The  Veterans Affairs Department needs more staff to handle its program that helps disabled veterans to purchase or modify homes to improve their independent living, according to advocates.

In many areas of the country, inadequate staffing contributes to delays in processing Specially Adapted Housing program grants and results in poor customer service to veterans, said Heather Ansley, associate general counsel for corporate and government relations for Paralyzed Veterans of America, testifying before the House Veterans' Affairs Committee's panel on economic opportunity.

Investments in staffing are needed, she said, because staff members are not able to handle the large work load, including the influx of veterans with amyotrophic lateral sclerosis.

"Veterans with ALS are critical users of the SAH grant program and the housing adaptation assistance it provides," she said. The system is not responsive enough to those with more rapidly changing disorders like ALS, she said. PVA recommends expediting the process for veterans who are terminally ill, including those with ALS, she said.

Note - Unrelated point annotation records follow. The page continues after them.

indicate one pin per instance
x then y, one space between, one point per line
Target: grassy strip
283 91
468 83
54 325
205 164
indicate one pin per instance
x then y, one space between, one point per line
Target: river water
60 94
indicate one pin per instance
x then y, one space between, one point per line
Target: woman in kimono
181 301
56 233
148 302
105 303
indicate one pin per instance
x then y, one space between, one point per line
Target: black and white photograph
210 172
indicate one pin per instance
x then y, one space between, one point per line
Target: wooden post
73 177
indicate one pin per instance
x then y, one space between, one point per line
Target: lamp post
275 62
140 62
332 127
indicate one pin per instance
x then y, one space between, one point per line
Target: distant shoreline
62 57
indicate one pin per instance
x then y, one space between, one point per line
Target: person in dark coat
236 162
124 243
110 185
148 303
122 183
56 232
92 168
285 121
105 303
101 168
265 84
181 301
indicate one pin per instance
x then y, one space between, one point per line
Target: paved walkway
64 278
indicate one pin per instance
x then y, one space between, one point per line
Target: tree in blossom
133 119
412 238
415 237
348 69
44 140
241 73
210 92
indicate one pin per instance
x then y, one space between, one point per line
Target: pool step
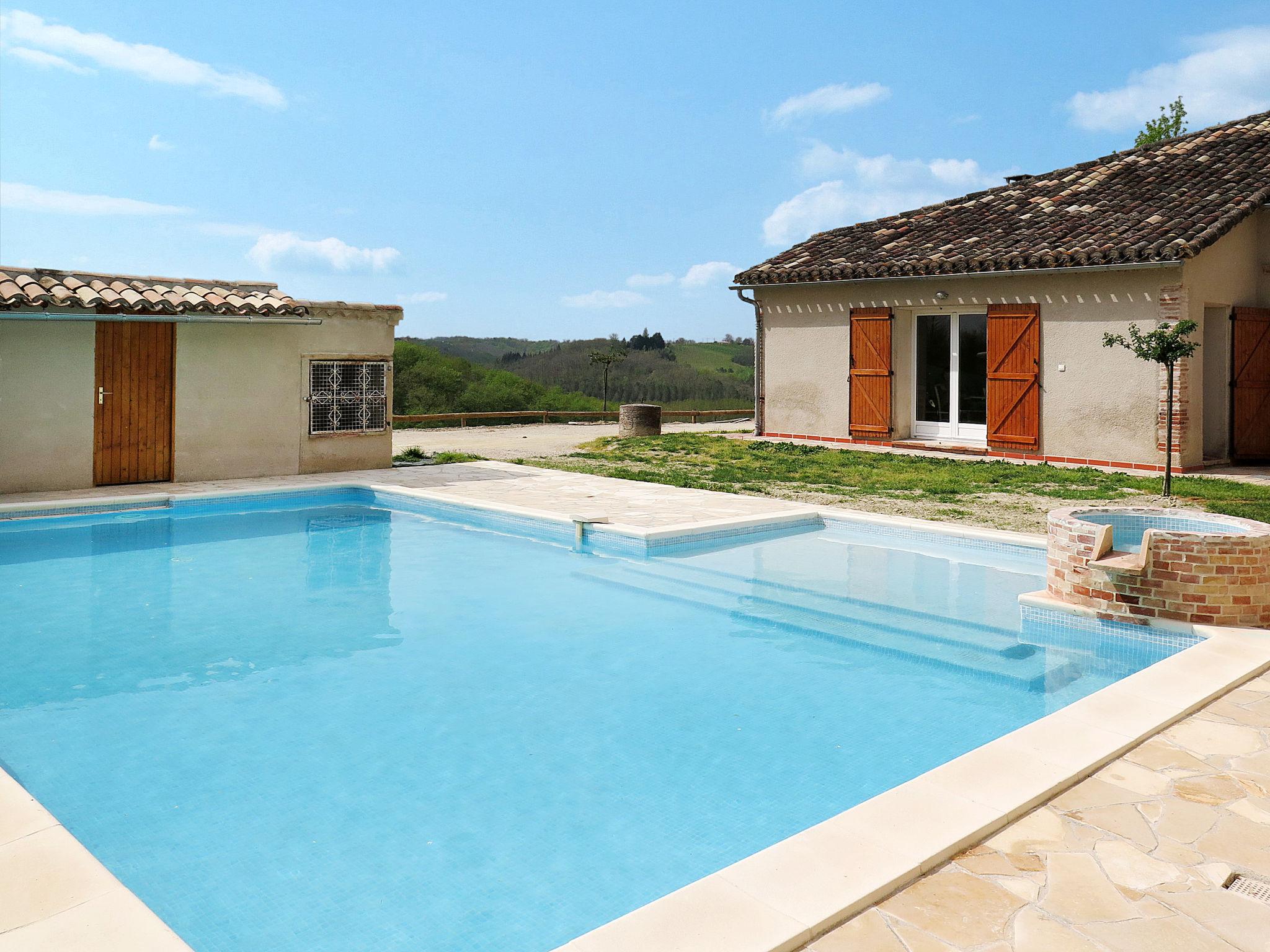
956 631
1034 672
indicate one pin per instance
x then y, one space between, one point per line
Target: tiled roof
130 294
1157 203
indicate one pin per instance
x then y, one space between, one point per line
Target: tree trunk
1169 436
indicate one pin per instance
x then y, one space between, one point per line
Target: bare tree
607 358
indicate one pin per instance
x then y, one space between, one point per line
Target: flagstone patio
1132 860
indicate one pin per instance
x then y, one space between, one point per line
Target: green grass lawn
985 493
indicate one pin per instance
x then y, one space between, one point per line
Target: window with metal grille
349 397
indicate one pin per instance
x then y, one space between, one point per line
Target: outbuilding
115 379
977 324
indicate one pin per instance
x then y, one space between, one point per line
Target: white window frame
966 433
370 403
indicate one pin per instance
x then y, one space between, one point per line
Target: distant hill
685 375
450 374
719 358
426 381
484 351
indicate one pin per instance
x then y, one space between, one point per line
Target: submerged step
1036 672
954 631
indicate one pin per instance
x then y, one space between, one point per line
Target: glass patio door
951 377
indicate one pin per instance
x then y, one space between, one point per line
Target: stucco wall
806 372
241 407
1101 407
358 333
241 398
46 405
1232 273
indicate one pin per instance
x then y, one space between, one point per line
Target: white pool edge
785 895
789 894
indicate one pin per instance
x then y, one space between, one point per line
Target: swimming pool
338 720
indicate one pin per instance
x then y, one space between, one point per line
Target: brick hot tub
1137 564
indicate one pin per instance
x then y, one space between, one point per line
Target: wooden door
1250 398
1014 376
870 372
133 403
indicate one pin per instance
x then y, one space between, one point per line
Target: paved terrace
1132 860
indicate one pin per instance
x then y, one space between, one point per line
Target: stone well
1135 565
639 420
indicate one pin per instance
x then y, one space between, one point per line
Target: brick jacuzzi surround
1214 573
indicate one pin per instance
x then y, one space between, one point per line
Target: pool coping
797 890
790 892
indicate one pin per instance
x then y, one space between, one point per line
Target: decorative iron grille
347 397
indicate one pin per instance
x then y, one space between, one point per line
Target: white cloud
47 61
868 187
32 198
287 247
837 98
700 276
144 60
1226 77
605 299
649 281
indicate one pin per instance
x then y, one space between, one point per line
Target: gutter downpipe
758 361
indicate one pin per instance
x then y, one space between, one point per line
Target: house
112 379
977 324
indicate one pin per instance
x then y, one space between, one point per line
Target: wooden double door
1250 384
133 403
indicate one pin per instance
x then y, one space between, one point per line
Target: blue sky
558 169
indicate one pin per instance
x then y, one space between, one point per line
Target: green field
717 358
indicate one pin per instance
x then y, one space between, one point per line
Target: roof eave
953 276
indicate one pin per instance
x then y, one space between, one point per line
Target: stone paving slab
1132 860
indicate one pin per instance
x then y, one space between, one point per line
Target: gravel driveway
534 439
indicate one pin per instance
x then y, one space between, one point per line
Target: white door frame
968 433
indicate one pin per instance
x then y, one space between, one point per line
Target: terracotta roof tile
128 294
1156 203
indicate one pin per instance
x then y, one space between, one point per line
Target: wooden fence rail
546 415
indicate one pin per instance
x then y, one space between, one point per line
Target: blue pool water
321 723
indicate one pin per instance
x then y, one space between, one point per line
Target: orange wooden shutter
870 372
1250 409
1014 371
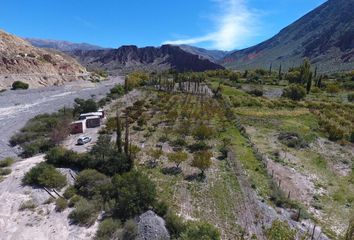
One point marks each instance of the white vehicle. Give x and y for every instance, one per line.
x=83, y=140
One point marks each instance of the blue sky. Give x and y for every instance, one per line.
x=212, y=24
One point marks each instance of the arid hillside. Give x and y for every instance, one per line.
x=19, y=60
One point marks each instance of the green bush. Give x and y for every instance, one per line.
x=45, y=175
x=294, y=92
x=69, y=192
x=7, y=162
x=203, y=132
x=198, y=146
x=174, y=224
x=19, y=85
x=200, y=230
x=85, y=213
x=42, y=132
x=85, y=106
x=90, y=183
x=73, y=200
x=351, y=97
x=256, y=92
x=130, y=230
x=5, y=171
x=108, y=229
x=279, y=231
x=133, y=194
x=61, y=204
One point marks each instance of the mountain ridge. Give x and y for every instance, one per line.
x=19, y=60
x=130, y=58
x=324, y=35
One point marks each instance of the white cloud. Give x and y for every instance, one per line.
x=233, y=26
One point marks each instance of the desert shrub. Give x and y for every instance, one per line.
x=174, y=224
x=133, y=194
x=5, y=171
x=19, y=85
x=351, y=139
x=108, y=229
x=43, y=131
x=7, y=162
x=73, y=200
x=349, y=235
x=203, y=132
x=27, y=205
x=39, y=145
x=335, y=133
x=292, y=140
x=351, y=97
x=90, y=183
x=179, y=142
x=61, y=204
x=44, y=175
x=177, y=157
x=202, y=161
x=61, y=157
x=200, y=230
x=85, y=213
x=294, y=92
x=280, y=231
x=116, y=92
x=69, y=192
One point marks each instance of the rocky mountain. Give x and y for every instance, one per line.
x=19, y=60
x=211, y=55
x=63, y=46
x=325, y=36
x=131, y=58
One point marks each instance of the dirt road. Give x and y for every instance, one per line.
x=17, y=107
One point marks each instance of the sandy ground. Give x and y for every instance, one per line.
x=42, y=223
x=17, y=107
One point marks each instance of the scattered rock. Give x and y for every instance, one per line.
x=151, y=227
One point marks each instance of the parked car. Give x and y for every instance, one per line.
x=83, y=140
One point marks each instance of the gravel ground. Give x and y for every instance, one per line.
x=17, y=107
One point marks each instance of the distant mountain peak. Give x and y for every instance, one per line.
x=324, y=35
x=64, y=46
x=129, y=58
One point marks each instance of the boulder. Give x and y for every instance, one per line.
x=151, y=227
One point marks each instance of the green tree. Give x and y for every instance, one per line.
x=108, y=229
x=295, y=92
x=203, y=132
x=280, y=231
x=133, y=193
x=45, y=175
x=200, y=231
x=202, y=160
x=177, y=157
x=90, y=183
x=85, y=106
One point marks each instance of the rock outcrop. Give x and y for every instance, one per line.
x=151, y=227
x=132, y=58
x=19, y=60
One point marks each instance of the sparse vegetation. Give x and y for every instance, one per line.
x=44, y=175
x=19, y=85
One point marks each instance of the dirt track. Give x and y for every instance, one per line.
x=17, y=107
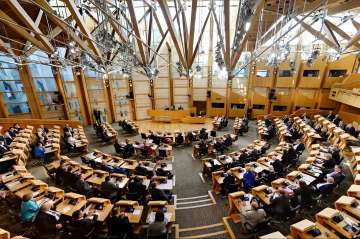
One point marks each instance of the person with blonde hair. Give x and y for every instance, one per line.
x=29, y=208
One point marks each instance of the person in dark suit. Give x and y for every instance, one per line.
x=228, y=181
x=350, y=129
x=330, y=116
x=118, y=225
x=60, y=173
x=158, y=194
x=336, y=119
x=249, y=179
x=326, y=187
x=47, y=222
x=277, y=165
x=83, y=187
x=299, y=146
x=136, y=186
x=280, y=204
x=109, y=189
x=81, y=225
x=304, y=193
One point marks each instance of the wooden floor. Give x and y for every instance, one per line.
x=146, y=125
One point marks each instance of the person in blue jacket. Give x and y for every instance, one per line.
x=249, y=179
x=39, y=151
x=29, y=208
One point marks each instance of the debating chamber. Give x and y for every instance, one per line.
x=179, y=119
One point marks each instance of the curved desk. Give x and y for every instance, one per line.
x=170, y=115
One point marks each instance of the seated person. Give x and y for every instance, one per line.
x=179, y=139
x=326, y=187
x=277, y=165
x=304, y=193
x=29, y=208
x=39, y=151
x=118, y=225
x=158, y=229
x=3, y=148
x=137, y=187
x=68, y=131
x=109, y=189
x=159, y=194
x=249, y=179
x=228, y=182
x=337, y=174
x=336, y=120
x=47, y=222
x=118, y=148
x=280, y=204
x=83, y=187
x=129, y=149
x=228, y=140
x=141, y=170
x=251, y=217
x=330, y=116
x=299, y=146
x=161, y=172
x=81, y=225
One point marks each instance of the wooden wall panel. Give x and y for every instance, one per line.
x=312, y=81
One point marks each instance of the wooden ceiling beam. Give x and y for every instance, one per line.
x=7, y=20
x=339, y=31
x=27, y=20
x=166, y=12
x=186, y=33
x=81, y=24
x=192, y=31
x=137, y=32
x=331, y=34
x=7, y=49
x=227, y=33
x=193, y=55
x=355, y=24
x=317, y=34
x=352, y=40
x=258, y=6
x=66, y=29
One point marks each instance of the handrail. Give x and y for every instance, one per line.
x=8, y=122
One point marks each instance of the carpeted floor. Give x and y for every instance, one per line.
x=189, y=184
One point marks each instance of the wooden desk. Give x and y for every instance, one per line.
x=349, y=205
x=154, y=206
x=170, y=115
x=354, y=191
x=101, y=206
x=20, y=183
x=274, y=235
x=235, y=205
x=53, y=193
x=72, y=202
x=134, y=214
x=97, y=178
x=325, y=216
x=301, y=230
x=120, y=180
x=259, y=191
x=4, y=234
x=37, y=188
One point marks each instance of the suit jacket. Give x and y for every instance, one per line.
x=45, y=224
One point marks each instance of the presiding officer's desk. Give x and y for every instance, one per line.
x=170, y=115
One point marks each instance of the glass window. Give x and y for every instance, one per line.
x=11, y=87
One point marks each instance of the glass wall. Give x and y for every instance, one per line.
x=96, y=92
x=69, y=84
x=51, y=102
x=12, y=89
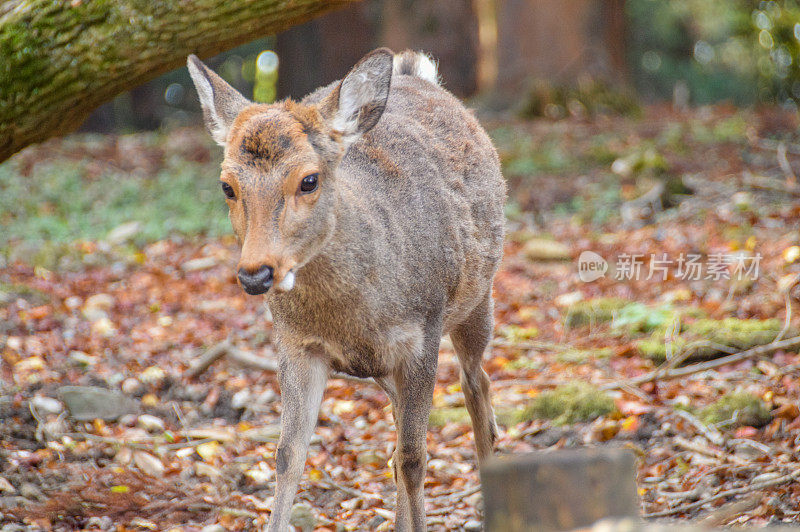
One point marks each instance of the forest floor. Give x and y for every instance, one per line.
x=119, y=273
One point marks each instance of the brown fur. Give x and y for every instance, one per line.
x=396, y=247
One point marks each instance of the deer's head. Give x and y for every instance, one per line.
x=280, y=162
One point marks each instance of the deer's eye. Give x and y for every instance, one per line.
x=309, y=183
x=228, y=191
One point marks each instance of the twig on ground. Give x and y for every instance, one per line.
x=710, y=433
x=708, y=451
x=705, y=366
x=204, y=361
x=726, y=493
x=246, y=359
x=725, y=513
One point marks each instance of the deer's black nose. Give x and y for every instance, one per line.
x=256, y=282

According to service officers with PVA, veterans are having trouble reaching their SAH agents. This is not only unfair to the veterans, but to the agents who are trying to serve them despite too many tasks and too few resources, Ansley said.

While it's understood that application reviews need to be complete, said Rep. Ryan Costello, R-Pa., "we must strive to improve the timeliness of service for all veterans."

VA is working to free up other staff to assist with the grants, said Mike Frueh, director of loan guaranty service for the VA's Veterans Benefits Administration.

Frueh said the VA looks at efficiency and effectiveness across the board, and that these staff members need to be located around the country, but staffing can be adjusted if there's a spike in need in one area. VA requires in-home interviews be conducted with veterans within 30 business days of eligibility determination, and the typical SAH process requires numerous communications and in-person meetings with the veteran.

VA implemented streamlined policies and procedures for the SAH grant process in February 2014, Frueh said. He noted that there has been an overall increase in the number of veterans eligible for the program, citing expansions in the program, the military drawdown and VA's reductions in the disability compensation claims processing time.

In fiscal 2015, VA approved more than 1,800 grants totaling $96 million, he said, an increase of about 44 percent over 2014, and an increase of 65 percent over 2013.